The Bears were able to orchestrate a well rounded offensive series that was capped off by the game-winning field goal by Connor Barth from 40 yards out.
To get things started, on Chicago’s own seven yard line, Jordan Howard broke a couple arm tackles and took the first play of the second offensive overtime series down the left sideline for 53 yards. The following play, a Tarik Cohen run, was stopped behind the line. After those two runs there was an incomplete pass from Mitchell Trubisky to Zach Miller on a play fake that the Ravens sniffed out pretty quickly.
Facing a third-and-11, Trubisky hung in the pocket and lofted a pass off his back foot over the middle to Kendall Wright who reached for the sky and reeled in the impressive catch. The last three offensive plays involved Howard runs, that gained only a yard.
From the Baltimore 22 yard line, Barth was then able to give the Bears their second “W” of the season.
What made this an impressive drive?
While the offense continued to stick to their guns, when players were called on to make a big play, they executed even with adversity staring straight at them.
The Offensive Big Picture
Can the Bears keep playing AFC North teams? It appears to this point that the Bears have no issue pounding the rock, and executing that game plan well. Similarly to the Week 3 win against the Steelers, the Bears were able to rush for 220+ yards, finishing this game with 231 rushing yards.
Throughout the duration of Howard’s time in Chicago, when he gets 20 or more carries, the Bears are 5-1. The only loss coming in the Week 17 loss to the Vikings last season. Statistically speaking, running the ball has been the Bears’ strength on offense.
However, some game situations do not always allow for the ground and pound style that the Bears like to run (pun intended). Insert Trubisky. While he has only 41 passing attempts in the NFL, we have seen some play-making ability out of the young quarterback in his limited role.

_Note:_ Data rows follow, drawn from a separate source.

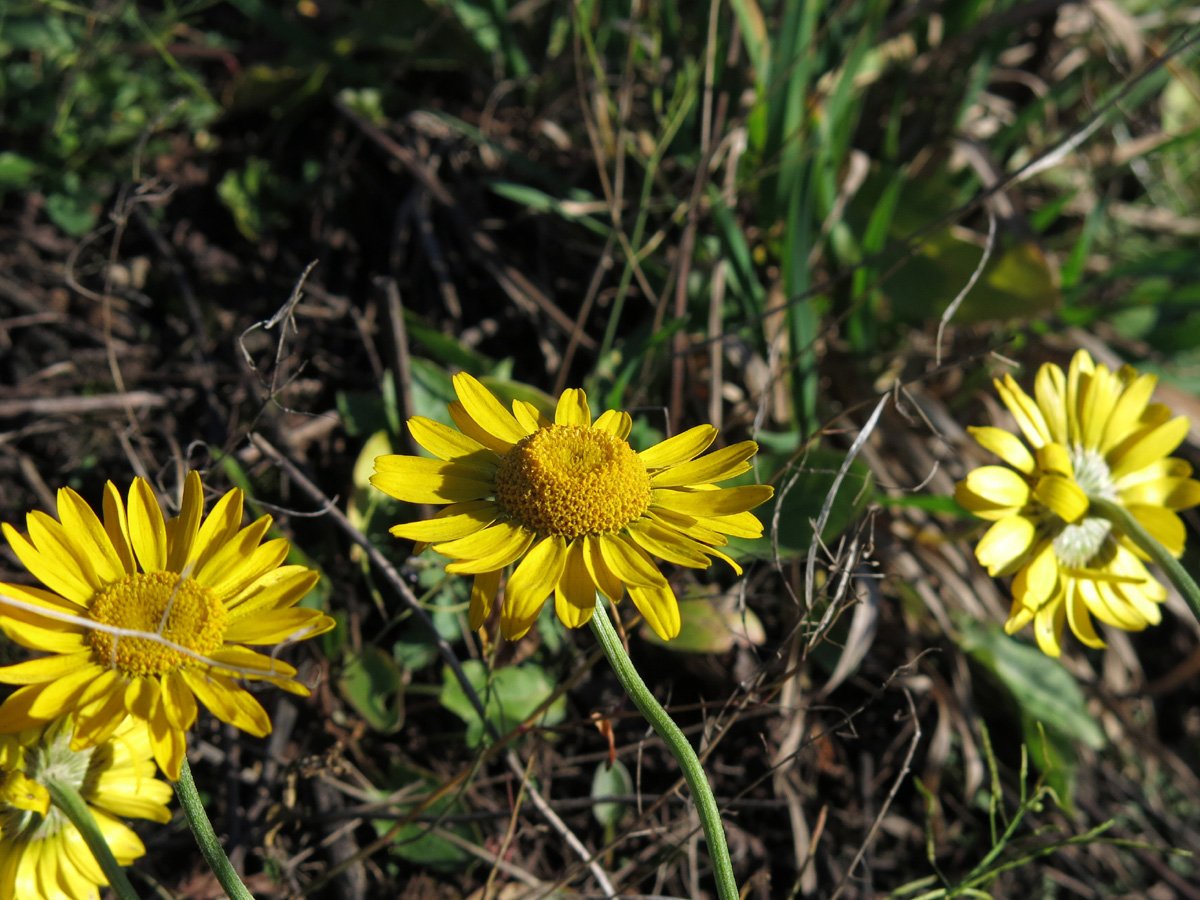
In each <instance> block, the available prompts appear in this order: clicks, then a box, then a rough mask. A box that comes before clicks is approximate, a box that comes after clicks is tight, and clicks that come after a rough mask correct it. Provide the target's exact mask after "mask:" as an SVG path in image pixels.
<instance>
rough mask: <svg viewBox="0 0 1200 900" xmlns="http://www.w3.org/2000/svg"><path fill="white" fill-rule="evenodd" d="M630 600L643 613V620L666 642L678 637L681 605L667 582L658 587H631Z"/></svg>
mask: <svg viewBox="0 0 1200 900" xmlns="http://www.w3.org/2000/svg"><path fill="white" fill-rule="evenodd" d="M629 599H630V600H632V601H634V606H636V607H637V611H638V612H640V613H642V618H643V619H646V624H647V625H649V626H650V628H652V629H653V630H654V634H656V635H658V636H659V637H661V638H662V640H664V641H670V640H672V638H673V637H678V635H679V604H678V602H677V601H676V596H674V592H673V590H672V589H671V586H670V584H668V583H667V582H666V581H664V582H662V583H661V584H659V586H656V587H641V586H630V588H629Z"/></svg>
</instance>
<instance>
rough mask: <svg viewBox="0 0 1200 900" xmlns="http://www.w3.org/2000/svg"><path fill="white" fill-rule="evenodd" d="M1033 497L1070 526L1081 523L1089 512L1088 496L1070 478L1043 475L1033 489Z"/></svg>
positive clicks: (1057, 476) (1058, 476) (1047, 475)
mask: <svg viewBox="0 0 1200 900" xmlns="http://www.w3.org/2000/svg"><path fill="white" fill-rule="evenodd" d="M1033 496H1034V497H1036V498H1037V499H1038V502H1039V503H1040V504H1042V505H1043V506H1045V508H1046V509H1049V510H1050V511H1051V512H1054V514H1055V515H1056V516H1058V518H1061V520H1062V521H1063V522H1067V523H1068V524H1070V523H1073V522H1076V521H1079V520H1080V518H1082V517H1084V515H1085V514H1086V512H1087V506H1088V499H1087V494H1086V493H1084V491H1082V488H1081V487H1080V486H1079V485H1076V484H1075V481H1074V479H1070V478H1062V476H1061V475H1043V476H1042V478H1040V479H1038V485H1037V487H1034V488H1033Z"/></svg>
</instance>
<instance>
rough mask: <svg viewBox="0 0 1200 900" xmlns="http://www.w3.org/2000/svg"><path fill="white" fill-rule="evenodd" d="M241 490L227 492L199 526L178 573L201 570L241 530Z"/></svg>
mask: <svg viewBox="0 0 1200 900" xmlns="http://www.w3.org/2000/svg"><path fill="white" fill-rule="evenodd" d="M241 509H242V493H241V488H238V487H235V488H233V490H232V491H227V492H226V493H224V496H222V497H221V499H220V500H217V502H216V505H214V506H212V511H211V512H209V515H208V518H205V520H204V522H203V523H202V524H200V530H199V532H198V533H197V535H196V540H194V541H192V547H191V550H190V551H188V552H187V560H186V562H185V563H184V568H182V569H180V570H179V571H181V572H191V571H194V570H197V569H203V568H204V564H205V563H208V562H209V560H210V559H211V558H212V557H214V556H215V554H216V553H218V552H220V551H221V550H222V548H223V547H224V546H226V544H228V542H229V541H230V540H232V539H233V536H234V535H235V534H238V529H240V528H241Z"/></svg>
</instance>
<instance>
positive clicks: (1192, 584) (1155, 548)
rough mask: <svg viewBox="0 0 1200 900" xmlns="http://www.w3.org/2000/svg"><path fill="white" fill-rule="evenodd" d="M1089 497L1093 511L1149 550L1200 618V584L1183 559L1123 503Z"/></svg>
mask: <svg viewBox="0 0 1200 900" xmlns="http://www.w3.org/2000/svg"><path fill="white" fill-rule="evenodd" d="M1088 500H1090V502H1091V510H1092V511H1093V512H1096V514H1098V515H1100V516H1103V517H1104V518H1106V520H1109V521H1110V522H1111V523H1112V524H1114V526H1116V528H1117V530H1118V532H1121V533H1122V534H1126V535H1128V536H1129V539H1130V540H1132V541H1133V542H1134V544H1136V545H1138V546H1139V547H1141V548H1142V550H1144V551H1146V553H1147V554H1148V556H1150V558H1151V559H1153V560H1154V562H1156V563H1157V564H1158V568H1159V569H1162V570H1163V571H1164V572H1166V577H1169V578H1170V580H1171V581H1172V582H1174V583H1175V587H1177V588H1178V589H1180V593H1181V594H1183V599H1184V600H1187V601H1188V606H1190V607H1192V614H1193V616H1195V617H1196V620H1198V622H1200V587H1198V586H1196V583H1195V580H1194V578H1193V577H1192V576H1190V575H1188V570H1187V569H1184V568H1183V565H1182V564H1181V563H1180V560H1178V559H1176V558H1175V557H1172V556H1171V554H1170V552H1169V551H1168V550H1166V547H1164V546H1163V545H1162V544H1159V542H1158V541H1157V540H1154V538H1153V535H1151V533H1150V532H1147V530H1146V529H1145V528H1142V527H1141V523H1140V522H1139V521H1138V520H1136V518H1134V517H1133V516H1132V515H1129V511H1128V510H1126V508H1124V506H1122V505H1121V504H1118V503H1114V502H1112V500H1106V499H1104V498H1103V497H1088Z"/></svg>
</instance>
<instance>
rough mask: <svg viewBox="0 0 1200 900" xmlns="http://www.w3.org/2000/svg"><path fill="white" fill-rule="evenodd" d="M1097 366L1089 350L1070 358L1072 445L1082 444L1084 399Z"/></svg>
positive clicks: (1070, 434) (1069, 392)
mask: <svg viewBox="0 0 1200 900" xmlns="http://www.w3.org/2000/svg"><path fill="white" fill-rule="evenodd" d="M1094 371H1096V364H1094V362H1092V358H1091V356H1090V355H1088V353H1087V350H1078V352H1076V353H1075V355H1074V356H1072V358H1070V366H1068V368H1067V426H1068V433H1069V437H1070V440H1069V442H1068V443H1072V444H1082V442H1084V422H1082V421H1081V420H1080V416H1081V412H1082V409H1084V398H1085V395H1086V394H1087V384H1088V382H1090V380H1091V377H1092V372H1094Z"/></svg>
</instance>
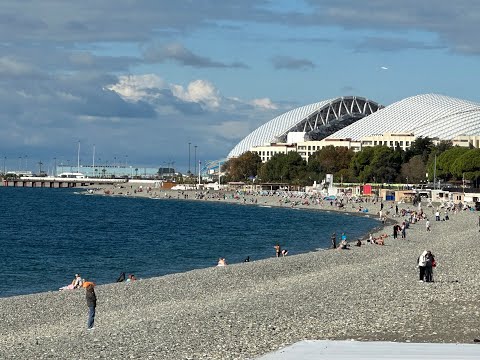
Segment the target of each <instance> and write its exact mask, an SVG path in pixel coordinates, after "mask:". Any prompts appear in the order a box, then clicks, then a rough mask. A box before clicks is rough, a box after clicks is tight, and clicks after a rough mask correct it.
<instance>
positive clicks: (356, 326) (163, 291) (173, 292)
mask: <svg viewBox="0 0 480 360" xmlns="http://www.w3.org/2000/svg"><path fill="white" fill-rule="evenodd" d="M372 211H373V210H372ZM426 211H427V212H430V213H431V212H432V210H431V209H426ZM432 220H433V219H431V228H432V231H431V232H427V231H426V229H425V224H424V222H419V223H417V224H413V225H411V226H410V228H409V229H408V231H407V240H402V239H397V240H394V239H392V238H391V236H390V237H389V238H387V240H386V244H385V246H379V245H364V246H361V247H352V249H351V250H328V251H319V252H314V253H308V254H303V255H296V256H289V257H285V258H278V259H277V258H271V259H267V260H261V261H255V262H250V263H244V264H237V265H229V266H226V267H215V268H209V269H203V270H195V271H190V272H187V273H182V274H173V275H168V276H163V277H159V278H152V279H145V280H140V281H135V282H132V283H118V284H109V285H102V286H97V287H96V293H97V297H98V305H97V317H96V320H95V321H96V328H95V330H93V331H87V330H86V320H87V312H88V309H87V307H86V304H85V293H84V290H75V291H70V292H67V291H65V292H50V293H41V294H34V295H27V296H18V297H10V298H1V299H0V320H1V323H2V327H1V329H0V358H2V359H11V358H13V359H47V358H49V359H97V358H101V359H128V358H131V359H254V358H255V357H258V356H260V355H263V354H266V353H268V352H271V351H274V350H277V349H279V348H281V347H283V346H286V345H289V344H292V343H295V342H297V341H300V340H304V339H355V340H362V341H372V340H387V341H398V342H459V343H470V342H472V340H473V338H475V337H479V336H480V328H479V326H478V324H479V322H480V304H479V303H478V296H479V294H480V269H479V268H478V263H479V260H480V253H479V251H478V247H479V241H480V233H479V228H478V212H477V213H474V212H465V211H464V212H459V213H458V214H451V215H450V220H448V221H439V222H436V221H432ZM381 232H386V233H387V234H391V229H390V226H389V227H388V228H386V229H385V230H382V231H381ZM425 249H429V250H431V251H432V252H433V253H434V254H435V255H436V259H437V262H438V267H437V268H436V269H435V270H434V278H435V282H434V283H423V282H419V281H418V269H417V268H416V259H417V257H418V256H419V254H420V253H421V252H422V251H423V250H425ZM99 266H101V264H99ZM479 351H480V348H479Z"/></svg>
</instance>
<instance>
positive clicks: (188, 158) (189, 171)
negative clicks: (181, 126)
mask: <svg viewBox="0 0 480 360" xmlns="http://www.w3.org/2000/svg"><path fill="white" fill-rule="evenodd" d="M191 144H192V143H188V175H190V174H191V172H190V145H191Z"/></svg>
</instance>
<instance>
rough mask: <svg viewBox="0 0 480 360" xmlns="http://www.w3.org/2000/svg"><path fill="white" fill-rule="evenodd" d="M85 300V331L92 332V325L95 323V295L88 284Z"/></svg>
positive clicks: (95, 302)
mask: <svg viewBox="0 0 480 360" xmlns="http://www.w3.org/2000/svg"><path fill="white" fill-rule="evenodd" d="M86 299H87V306H88V309H89V312H88V322H87V330H93V329H94V326H93V324H94V322H95V308H96V307H97V296H96V295H95V290H94V289H93V284H89V285H88V286H87V292H86Z"/></svg>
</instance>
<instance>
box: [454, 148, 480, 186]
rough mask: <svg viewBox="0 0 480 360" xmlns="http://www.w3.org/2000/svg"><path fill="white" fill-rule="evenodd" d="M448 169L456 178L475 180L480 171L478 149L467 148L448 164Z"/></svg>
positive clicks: (454, 176)
mask: <svg viewBox="0 0 480 360" xmlns="http://www.w3.org/2000/svg"><path fill="white" fill-rule="evenodd" d="M450 171H451V173H452V175H453V176H454V177H455V178H456V179H463V177H465V179H468V180H476V177H477V175H476V174H477V173H478V172H480V149H468V150H467V151H466V152H464V153H463V154H462V155H460V156H458V157H457V158H456V159H455V160H454V161H453V163H452V164H451V166H450Z"/></svg>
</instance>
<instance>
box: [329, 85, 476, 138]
mask: <svg viewBox="0 0 480 360" xmlns="http://www.w3.org/2000/svg"><path fill="white" fill-rule="evenodd" d="M385 133H394V134H395V133H402V134H403V133H413V134H414V135H415V136H416V137H420V136H422V137H429V138H436V137H438V138H439V139H442V140H450V139H453V138H454V137H456V136H459V135H480V104H479V103H475V102H471V101H466V100H461V99H456V98H452V97H448V96H444V95H437V94H424V95H417V96H412V97H408V98H406V99H403V100H400V101H398V102H396V103H393V104H391V105H388V106H386V107H385V108H383V109H381V110H379V111H377V112H375V113H373V114H371V115H368V116H366V117H364V118H363V119H360V120H358V121H356V122H355V123H353V124H351V125H349V126H347V127H345V128H343V129H341V130H339V131H337V132H335V133H334V134H332V135H330V136H328V137H327V139H352V140H360V139H361V138H362V137H365V136H372V135H383V134H385Z"/></svg>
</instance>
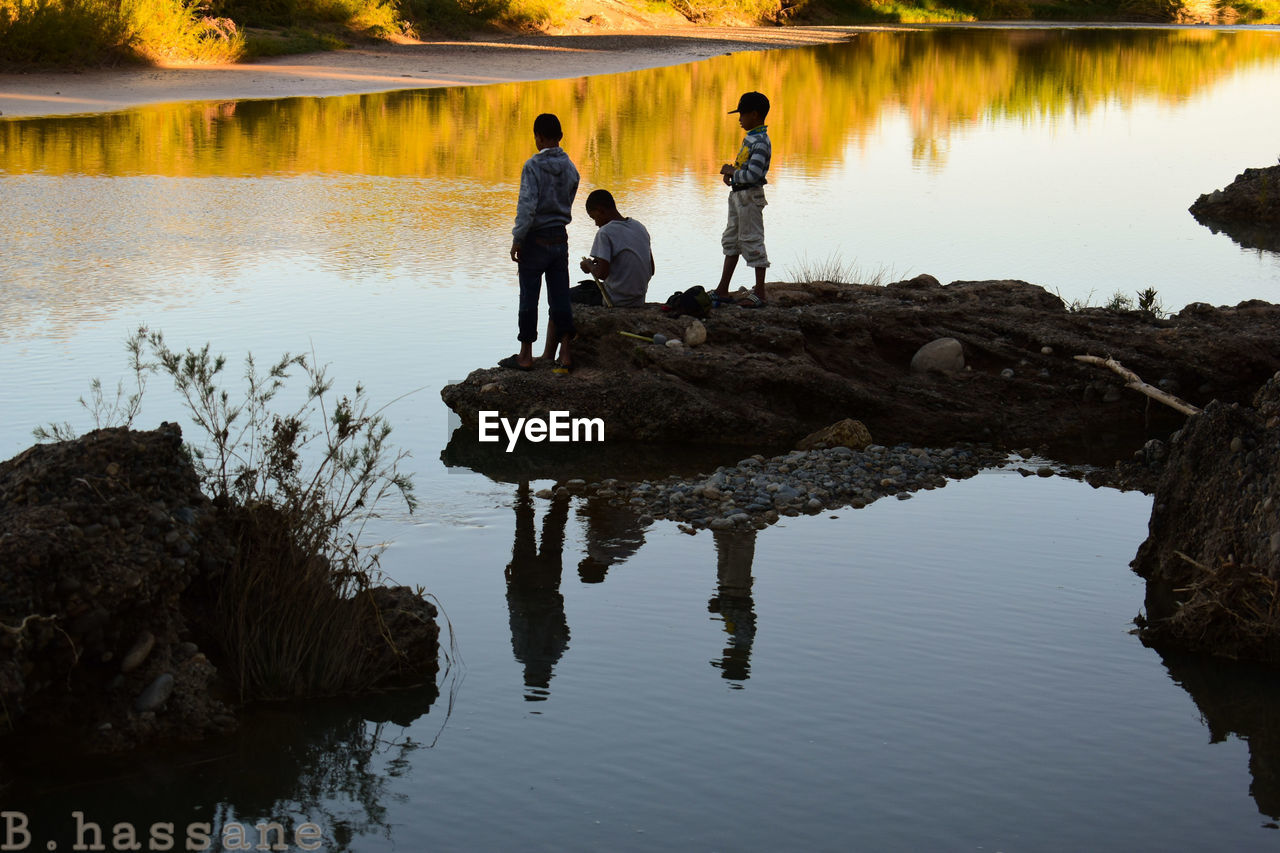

For example, Trubisky’s touchdown pass to Dion Sims in the 3rd quarter. From 27 yards out, the rookie quarterback rolled right to buy an extra second while being rushed, and he darted the pass to Sims in the end zone. Sims had to secure it as the defender was in the vicinity. Still, it was an athletic play by the young quarterback to buy that extra second and fire the ball downfield.
The second example came in overtime when Trubisky found Wright over the middle for an 18-yard completion to keep the drive alive. He climbed the pocket in the face of pressure, kept his eyes downfield and solely with arm strength got it to Wright.
Looking forward, as long as Trubisky continues to develop, and be that leader in the locker room that trusts him more and more with each game, this offense will become more respectable as the season goes on.
The fifth series for this Bears’ defense was when they were able to get the first interception of the year.
The Ravens offense kept things balanced on the first four plays, going to the run on the first play of the drive. After back to back passes that got the first down and a couple yards, the Ravens ran again and gained six yards, which put the defense in a third-and-4 situation to get off the field.
They did just that.
Flacco looked down his right sideline and tried to hit Breshad Perriman with the pass. As Perriman bobbled the ball, Eddie Jackson laid a big hit on the wideout, which caused him to lose control of the ball. Then out of the sky came Bryce Callahan to make the diving interception before the ball hit the turf. Realizing he had not been touched, Callahan got up and returned the ball to the Baltimore 20, setting up Chicago’s offense in the red zone.
This interception led to points as it was followed by the Tarik Cohen touchdown pass to Zach Miller.
The Defensive Big Picture
The Bears defense looked good, especially early on, forcing the Ravens offense to punt three times in a row. Then Christian Jones forced a fumble, which was recovered by Danny Trevathan. Following that, was the Bryce Callahan interception. Of course, later in the game, Adrian Amos was able to get his first career interception and he returned it all the way to the house to add six points to the Bears side of the scoreboard.
The Ravens offense was only responsible for nine total points in this game.
A large part of that was due to the Bears defense making plays, and then following them up by making more. Chicago’s defense was flying around the field on Sunday. It was a lot of fun to watch!
If the Bears defense can keep up that intensity each and every week … opposing offenses will have a hard time sleeping before they face the Bears.